A Could I first dispose of the odd belief that it is an acronym for the phrase To Improve Performance? Modern folk etymology has a curious idea that the source of almost any short word lies in an acronym (perhaps because we’re surrounded by them), but the truth is that few such inventions are found before the 1930s.
Actually, this is a most interesting word. There are three distinct senses of tip in English: the one for an extremity probably comes from Old Norse; the one with the sense of overturn possibly also comes from a Scandinavian language, though nobody is sure. The one you’re asking about may derive from the German tippen, or possibly also be connected with the idea of an extremity, though authorities in language history are hedging their bets through lack of evidence.
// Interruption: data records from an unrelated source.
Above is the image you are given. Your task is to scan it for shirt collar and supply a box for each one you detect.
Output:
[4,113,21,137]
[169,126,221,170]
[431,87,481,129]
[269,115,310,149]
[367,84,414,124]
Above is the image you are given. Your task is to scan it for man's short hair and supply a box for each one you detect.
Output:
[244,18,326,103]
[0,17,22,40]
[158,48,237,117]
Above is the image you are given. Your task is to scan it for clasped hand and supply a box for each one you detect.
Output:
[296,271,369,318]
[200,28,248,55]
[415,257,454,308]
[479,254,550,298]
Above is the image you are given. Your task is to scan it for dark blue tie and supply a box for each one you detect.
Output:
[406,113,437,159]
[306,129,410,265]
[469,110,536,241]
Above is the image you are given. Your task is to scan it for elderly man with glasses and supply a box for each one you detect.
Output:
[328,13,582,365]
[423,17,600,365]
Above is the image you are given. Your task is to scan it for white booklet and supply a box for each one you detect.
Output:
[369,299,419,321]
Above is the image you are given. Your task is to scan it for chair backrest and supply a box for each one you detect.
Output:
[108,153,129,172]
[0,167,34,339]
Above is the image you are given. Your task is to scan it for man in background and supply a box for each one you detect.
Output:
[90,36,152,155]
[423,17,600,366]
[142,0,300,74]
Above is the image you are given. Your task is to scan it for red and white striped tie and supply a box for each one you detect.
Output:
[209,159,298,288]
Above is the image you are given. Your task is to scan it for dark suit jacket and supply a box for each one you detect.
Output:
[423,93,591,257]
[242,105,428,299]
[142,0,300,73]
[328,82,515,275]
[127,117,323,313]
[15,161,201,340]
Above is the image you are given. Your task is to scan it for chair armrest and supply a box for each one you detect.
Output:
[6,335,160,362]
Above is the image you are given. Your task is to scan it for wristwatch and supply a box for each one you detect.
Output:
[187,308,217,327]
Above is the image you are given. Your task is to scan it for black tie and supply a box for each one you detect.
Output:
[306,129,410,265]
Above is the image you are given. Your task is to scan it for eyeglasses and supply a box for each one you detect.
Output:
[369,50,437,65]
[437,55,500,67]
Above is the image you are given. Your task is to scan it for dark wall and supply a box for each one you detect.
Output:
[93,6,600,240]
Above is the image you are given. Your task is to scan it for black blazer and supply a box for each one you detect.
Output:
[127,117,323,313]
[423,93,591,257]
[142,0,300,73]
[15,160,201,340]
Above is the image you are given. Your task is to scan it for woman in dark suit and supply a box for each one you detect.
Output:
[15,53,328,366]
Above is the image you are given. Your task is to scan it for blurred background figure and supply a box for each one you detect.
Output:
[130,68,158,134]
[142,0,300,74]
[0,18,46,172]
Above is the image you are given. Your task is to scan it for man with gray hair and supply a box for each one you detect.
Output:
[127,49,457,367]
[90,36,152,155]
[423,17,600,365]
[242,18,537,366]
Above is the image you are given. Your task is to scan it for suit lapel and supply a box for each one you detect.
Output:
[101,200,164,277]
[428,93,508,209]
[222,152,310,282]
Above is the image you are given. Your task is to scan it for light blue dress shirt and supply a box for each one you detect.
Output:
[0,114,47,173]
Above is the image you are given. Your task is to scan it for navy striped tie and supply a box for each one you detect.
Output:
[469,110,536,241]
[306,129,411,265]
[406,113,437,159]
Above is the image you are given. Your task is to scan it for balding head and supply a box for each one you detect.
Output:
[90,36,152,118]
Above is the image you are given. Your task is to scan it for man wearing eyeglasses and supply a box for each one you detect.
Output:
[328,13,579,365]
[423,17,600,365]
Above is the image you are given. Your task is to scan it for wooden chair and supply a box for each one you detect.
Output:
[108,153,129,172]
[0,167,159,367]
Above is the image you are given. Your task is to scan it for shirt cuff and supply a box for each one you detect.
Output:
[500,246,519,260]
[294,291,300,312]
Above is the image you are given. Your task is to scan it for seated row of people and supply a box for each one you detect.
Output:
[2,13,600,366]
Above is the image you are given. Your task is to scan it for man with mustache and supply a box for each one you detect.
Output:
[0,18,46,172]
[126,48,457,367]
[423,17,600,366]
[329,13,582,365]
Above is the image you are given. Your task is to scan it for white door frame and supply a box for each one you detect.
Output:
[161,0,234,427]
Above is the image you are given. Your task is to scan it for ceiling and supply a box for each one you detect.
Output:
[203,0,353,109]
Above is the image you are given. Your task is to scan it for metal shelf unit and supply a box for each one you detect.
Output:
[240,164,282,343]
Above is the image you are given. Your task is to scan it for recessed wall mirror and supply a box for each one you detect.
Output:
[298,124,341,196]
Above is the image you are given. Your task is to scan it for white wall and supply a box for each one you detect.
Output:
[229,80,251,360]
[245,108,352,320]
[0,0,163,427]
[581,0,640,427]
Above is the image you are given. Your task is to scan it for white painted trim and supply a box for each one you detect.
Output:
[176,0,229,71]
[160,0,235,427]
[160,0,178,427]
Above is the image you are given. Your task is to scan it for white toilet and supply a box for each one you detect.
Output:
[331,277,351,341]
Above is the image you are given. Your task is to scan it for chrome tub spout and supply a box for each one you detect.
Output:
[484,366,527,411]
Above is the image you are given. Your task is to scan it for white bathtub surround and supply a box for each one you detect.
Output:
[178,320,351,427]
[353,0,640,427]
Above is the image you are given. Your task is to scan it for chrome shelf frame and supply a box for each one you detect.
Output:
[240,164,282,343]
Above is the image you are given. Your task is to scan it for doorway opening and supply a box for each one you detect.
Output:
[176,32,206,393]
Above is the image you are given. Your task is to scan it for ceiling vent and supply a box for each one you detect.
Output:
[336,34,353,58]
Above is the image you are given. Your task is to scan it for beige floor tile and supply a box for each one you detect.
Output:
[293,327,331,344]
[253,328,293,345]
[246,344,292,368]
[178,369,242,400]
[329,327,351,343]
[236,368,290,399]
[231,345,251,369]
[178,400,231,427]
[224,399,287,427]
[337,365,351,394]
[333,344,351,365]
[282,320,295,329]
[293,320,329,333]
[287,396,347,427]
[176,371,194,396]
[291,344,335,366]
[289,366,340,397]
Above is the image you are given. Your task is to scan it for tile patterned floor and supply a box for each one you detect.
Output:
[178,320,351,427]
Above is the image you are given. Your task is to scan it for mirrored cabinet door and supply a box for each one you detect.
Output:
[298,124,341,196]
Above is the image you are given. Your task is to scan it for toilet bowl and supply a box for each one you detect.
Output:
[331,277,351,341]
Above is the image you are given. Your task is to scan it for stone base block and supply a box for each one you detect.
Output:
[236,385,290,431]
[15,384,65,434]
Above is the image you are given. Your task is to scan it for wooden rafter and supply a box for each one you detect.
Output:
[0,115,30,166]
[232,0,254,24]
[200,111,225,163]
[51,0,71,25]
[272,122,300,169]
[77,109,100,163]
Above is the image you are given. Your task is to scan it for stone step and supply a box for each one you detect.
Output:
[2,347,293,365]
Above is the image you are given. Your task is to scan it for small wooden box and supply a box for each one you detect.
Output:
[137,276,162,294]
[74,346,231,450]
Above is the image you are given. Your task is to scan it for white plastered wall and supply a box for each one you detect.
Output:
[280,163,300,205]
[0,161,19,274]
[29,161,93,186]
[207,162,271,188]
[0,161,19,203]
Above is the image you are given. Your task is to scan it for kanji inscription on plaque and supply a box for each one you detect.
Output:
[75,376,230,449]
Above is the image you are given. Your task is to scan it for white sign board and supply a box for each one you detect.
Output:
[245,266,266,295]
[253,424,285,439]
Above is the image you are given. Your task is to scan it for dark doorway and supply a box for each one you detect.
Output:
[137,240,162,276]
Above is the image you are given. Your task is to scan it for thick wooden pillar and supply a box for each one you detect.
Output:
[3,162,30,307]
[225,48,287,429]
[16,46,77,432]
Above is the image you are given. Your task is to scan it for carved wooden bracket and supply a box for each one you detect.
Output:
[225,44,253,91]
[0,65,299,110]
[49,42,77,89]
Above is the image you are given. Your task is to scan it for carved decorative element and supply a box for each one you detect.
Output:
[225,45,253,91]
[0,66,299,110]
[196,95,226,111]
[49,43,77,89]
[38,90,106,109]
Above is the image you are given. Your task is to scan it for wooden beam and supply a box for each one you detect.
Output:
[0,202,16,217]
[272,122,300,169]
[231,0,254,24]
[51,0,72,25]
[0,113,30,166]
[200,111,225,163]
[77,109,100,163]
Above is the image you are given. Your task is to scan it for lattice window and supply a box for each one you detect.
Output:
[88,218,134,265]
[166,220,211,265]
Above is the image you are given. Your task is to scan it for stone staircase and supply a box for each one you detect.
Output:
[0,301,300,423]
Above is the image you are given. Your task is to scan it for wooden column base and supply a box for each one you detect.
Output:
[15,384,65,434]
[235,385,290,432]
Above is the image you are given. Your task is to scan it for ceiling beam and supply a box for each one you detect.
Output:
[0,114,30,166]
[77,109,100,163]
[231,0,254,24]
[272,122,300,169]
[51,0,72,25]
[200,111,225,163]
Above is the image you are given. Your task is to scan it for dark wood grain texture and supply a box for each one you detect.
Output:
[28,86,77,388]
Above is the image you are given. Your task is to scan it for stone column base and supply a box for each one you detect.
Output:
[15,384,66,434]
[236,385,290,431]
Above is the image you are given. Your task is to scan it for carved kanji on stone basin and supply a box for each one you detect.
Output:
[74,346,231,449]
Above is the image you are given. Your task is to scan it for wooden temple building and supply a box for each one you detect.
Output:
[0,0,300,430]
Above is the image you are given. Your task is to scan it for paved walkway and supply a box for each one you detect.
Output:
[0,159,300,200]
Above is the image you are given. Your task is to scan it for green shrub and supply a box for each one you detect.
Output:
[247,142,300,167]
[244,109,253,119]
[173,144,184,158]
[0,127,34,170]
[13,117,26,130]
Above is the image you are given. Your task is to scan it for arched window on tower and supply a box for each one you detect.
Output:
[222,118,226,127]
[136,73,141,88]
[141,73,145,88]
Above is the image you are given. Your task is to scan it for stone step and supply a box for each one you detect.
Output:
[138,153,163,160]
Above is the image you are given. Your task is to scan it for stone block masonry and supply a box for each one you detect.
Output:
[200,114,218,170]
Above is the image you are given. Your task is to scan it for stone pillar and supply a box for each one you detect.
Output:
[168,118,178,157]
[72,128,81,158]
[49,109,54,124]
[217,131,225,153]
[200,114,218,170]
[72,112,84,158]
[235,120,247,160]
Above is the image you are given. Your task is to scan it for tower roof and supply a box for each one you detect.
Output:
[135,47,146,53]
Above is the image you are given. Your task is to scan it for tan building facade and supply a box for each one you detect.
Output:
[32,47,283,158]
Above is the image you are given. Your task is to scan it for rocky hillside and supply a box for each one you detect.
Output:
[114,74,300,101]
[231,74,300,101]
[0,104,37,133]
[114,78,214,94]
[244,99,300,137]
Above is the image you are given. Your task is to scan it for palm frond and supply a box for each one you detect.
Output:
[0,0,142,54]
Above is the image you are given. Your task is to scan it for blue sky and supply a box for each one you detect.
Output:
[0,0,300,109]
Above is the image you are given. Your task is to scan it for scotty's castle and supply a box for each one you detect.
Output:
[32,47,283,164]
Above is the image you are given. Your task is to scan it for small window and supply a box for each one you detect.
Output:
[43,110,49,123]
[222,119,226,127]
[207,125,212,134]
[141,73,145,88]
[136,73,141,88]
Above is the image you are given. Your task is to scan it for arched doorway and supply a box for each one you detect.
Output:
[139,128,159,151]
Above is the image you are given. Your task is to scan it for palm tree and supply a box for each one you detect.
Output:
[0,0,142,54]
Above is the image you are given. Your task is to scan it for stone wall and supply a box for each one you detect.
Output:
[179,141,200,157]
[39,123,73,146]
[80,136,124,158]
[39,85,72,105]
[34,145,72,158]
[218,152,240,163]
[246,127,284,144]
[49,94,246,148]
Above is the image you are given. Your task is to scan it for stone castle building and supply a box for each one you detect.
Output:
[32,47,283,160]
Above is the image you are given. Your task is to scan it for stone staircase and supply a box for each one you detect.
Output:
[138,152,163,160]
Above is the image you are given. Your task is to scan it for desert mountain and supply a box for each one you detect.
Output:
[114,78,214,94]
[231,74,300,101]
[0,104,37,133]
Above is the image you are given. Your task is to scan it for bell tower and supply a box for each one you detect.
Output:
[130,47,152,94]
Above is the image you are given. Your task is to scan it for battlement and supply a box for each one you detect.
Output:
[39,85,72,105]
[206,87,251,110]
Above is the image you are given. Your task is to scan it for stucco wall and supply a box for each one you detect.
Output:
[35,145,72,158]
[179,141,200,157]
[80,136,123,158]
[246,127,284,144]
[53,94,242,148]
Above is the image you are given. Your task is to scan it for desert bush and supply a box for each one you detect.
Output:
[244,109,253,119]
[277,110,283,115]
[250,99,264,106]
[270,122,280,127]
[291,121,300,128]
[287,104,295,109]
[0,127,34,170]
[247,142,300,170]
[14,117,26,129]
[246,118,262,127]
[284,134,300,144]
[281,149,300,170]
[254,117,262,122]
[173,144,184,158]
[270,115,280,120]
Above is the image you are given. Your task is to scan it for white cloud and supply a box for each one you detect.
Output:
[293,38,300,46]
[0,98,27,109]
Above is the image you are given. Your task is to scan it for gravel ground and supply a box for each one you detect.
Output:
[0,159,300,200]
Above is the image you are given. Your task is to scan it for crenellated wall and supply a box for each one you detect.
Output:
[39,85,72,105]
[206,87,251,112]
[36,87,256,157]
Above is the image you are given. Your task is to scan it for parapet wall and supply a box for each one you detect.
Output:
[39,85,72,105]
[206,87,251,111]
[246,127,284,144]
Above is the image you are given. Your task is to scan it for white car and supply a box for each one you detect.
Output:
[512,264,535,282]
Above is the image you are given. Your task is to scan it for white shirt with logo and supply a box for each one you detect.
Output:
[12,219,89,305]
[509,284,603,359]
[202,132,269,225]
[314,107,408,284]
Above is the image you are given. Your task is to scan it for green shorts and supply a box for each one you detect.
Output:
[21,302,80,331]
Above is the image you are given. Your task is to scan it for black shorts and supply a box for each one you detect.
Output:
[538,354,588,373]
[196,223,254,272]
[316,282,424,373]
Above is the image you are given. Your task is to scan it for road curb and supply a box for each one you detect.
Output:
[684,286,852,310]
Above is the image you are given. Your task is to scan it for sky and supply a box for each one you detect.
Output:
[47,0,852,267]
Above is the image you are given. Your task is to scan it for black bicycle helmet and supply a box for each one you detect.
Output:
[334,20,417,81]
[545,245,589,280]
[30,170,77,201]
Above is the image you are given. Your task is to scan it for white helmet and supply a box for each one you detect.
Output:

It turns up first in the thirteenth century, meaning to touch lightly (as in the game tip and run). By the early 1600s, it had become thieves’ cant with the sense of handing something over, or passing something surreptitiously to another person. This may derive from the idea of lightly touching somebody’s arm in order to communicate. (This is supported by other appearances of the word in phrases like tip the wink and tip off and the noun tip for a piece of inside information, say on a horse race.)
One specific thing that was passed was a small sum of money. By the beginning of the eighteenth century it had taken on its modern meaning of giving a gratuity for a small service rendered; the first recorded use is in George Farquhar’s play The Beaux Stratagem of 1706 (“Then I, Sir, tips me the Verger with half a Crown”). By the 1750s, it could also mean the gratuity itself.